Il nuovo spazio autonomo della città. Questo sviluppo, in cui lo sfruttamento è penetrato più profondamente nell’essere umano e ha occupato lo spazio urbano nella sua interezza, è, tuttavia, gravido di altre forme di vita non capitaliste. L’urbanizzazione della lotta tra lavoro e capitale, tra moltitudine e impero, è una possibilità. L'astrazione della metropoli rende possibili nuove forme di vita sociale e spaziale, che si sono già virtualmente distaccate dalla mediazione e dalla cattura dialettica del capitale. Questo è ciò che vediamo nelle varie lotte nelle grandi città, quando si prendono i seggi e si fanno scioperi davanti alle fabbriche. Negri è alla ricerca di un parallelo spazio-sociale con la sfera deterritorializzata della comunicazione prodotta dal capitale. C’è un’opportunità nel nuovo sfruttamento, nel fatto che la città diventi produttiva. L'astrazione e la frammentazione della metropoli hanno virtualmente superato la relazione parassitaria del capitale con la moltitudine. La grande città produce nuovi spazi autonomi che contengono la possibilità di nuove condizioni sociali. Questa è la lettura ottimistica che Negri dà dello sviluppo.

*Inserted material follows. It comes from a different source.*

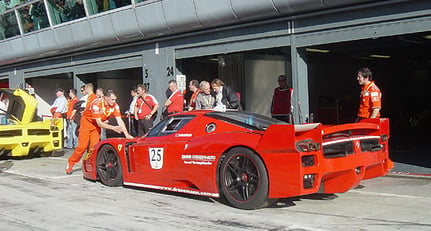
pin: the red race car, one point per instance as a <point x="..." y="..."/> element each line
<point x="249" y="159"/>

Assenza di nostalgia. L'analisi di Negri è priva di quel tipo di nostalgia che altrimenti si ritrova spesso nelle cosiddette analisi radicali della grande città. Il punto di partenza è l’urbanizzazione. È un punto di forza. Ma Negri tende a ipostatizzare il lavoro di servizio o il lavoro immateriale, e i testi del libro hanno poco da dire né sui 400 milioni di operai cinesi ancora in fabbrica, né sulla crescita esplosiva del numero di persone che vivono negli slum, e che sono tagliati fuori dal metabolismo del capitale, non possono assolutamente accedere al mercato del lavoro capitalista, ma sono costretti a sopravvivere nell’economia informale o in varie forme di comportamento criminale. Questi ultimi sono probabilmente il proletariato di oggi, cioè quelli che fanno più figli, ma probabilmente, cosa altrettanto importante, quelli che non hanno nulla da perdere e sono quindi potenzialmente pronti ad attaccare la nostra società e a smantellare il capitalismo.

Michele Bolt
Mikkel Bolt
Professore di estetica politica all'Università di Copenaghen.